B&Q successfully challenges Homebase money-off ads
Published: 5 November 2014
Homebase has been taken to task by the ad watchdog over a number of offers made on its website after B&Q complained about them.
In total, 16 offers were advertised on homebase.co.uk between December 2013 and March 2014, and the Advertising Standards Authority (ASA) upheld B&Q's challenge over all of them.
The ads, for kitchen units, bathrooms and bedrooms, promoted special price deals for limited periods and gave a closing date. However, the day after the closing dates the same deals were advertised again.
B & Q challenged whether the promotions were misleading because, firstly, they failed to make clear when the higher prices referenced in the ads were charged, secondly, because different promotions ran consecutively without the normal prices being re-established, and thirdly that the overlay promotions were extended - or even improved - beyond the original closing dates which disadvantaged customers who bought during the initial sale periods.

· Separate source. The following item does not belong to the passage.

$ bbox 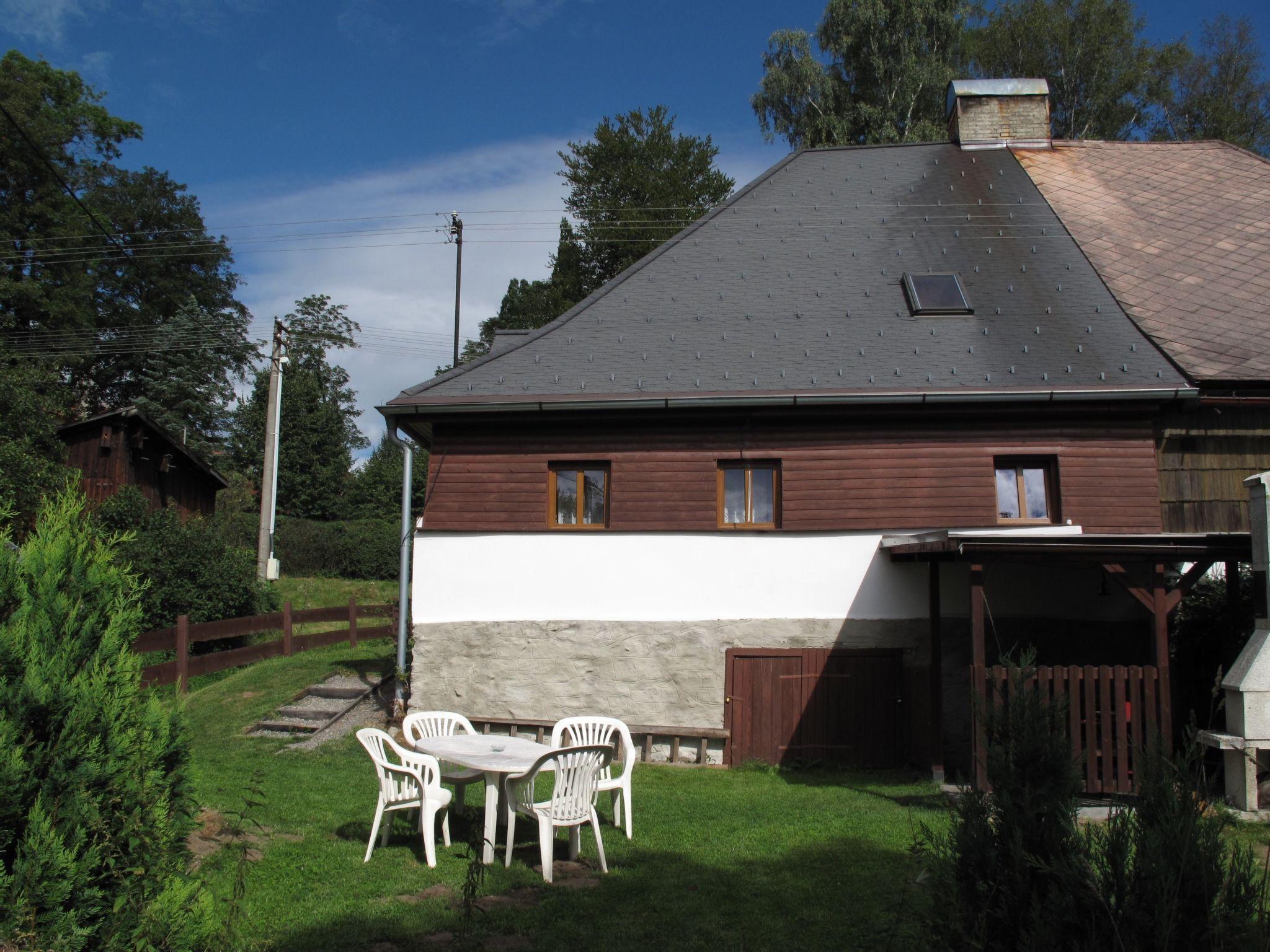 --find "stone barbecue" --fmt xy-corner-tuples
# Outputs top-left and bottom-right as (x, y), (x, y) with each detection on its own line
(1199, 472), (1270, 811)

The ASA decided that the ads did not make clear for how long the higher price was established. And it said that because the 83-day sale period was so much longer than the 28-day period over which the higher price had been charged, the '60% off' price had become the norm, rather than the higher price.

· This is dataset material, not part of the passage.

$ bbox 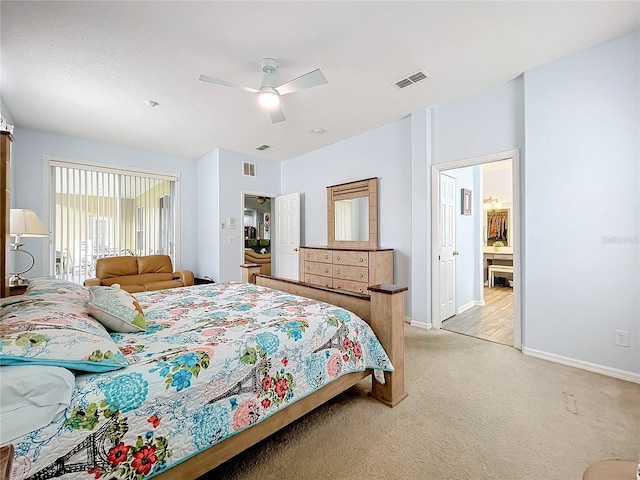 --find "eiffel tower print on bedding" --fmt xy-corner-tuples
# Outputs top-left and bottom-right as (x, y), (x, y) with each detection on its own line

Those ads were therefore likely to mislead consumers into thinking greater savings were available than was actually the case.
The ASA also said that where overlay ads were immediately followed by another and where the offer discount was the same or better, the ads were likely to mislead. And the original closing dates were also inaccurate and misleading, implying that the offer detailed in those ads would end on the date given.
The ASA told Homebase to make sure that savings claims were made against normal product prices and that savings claims were not exaggerated.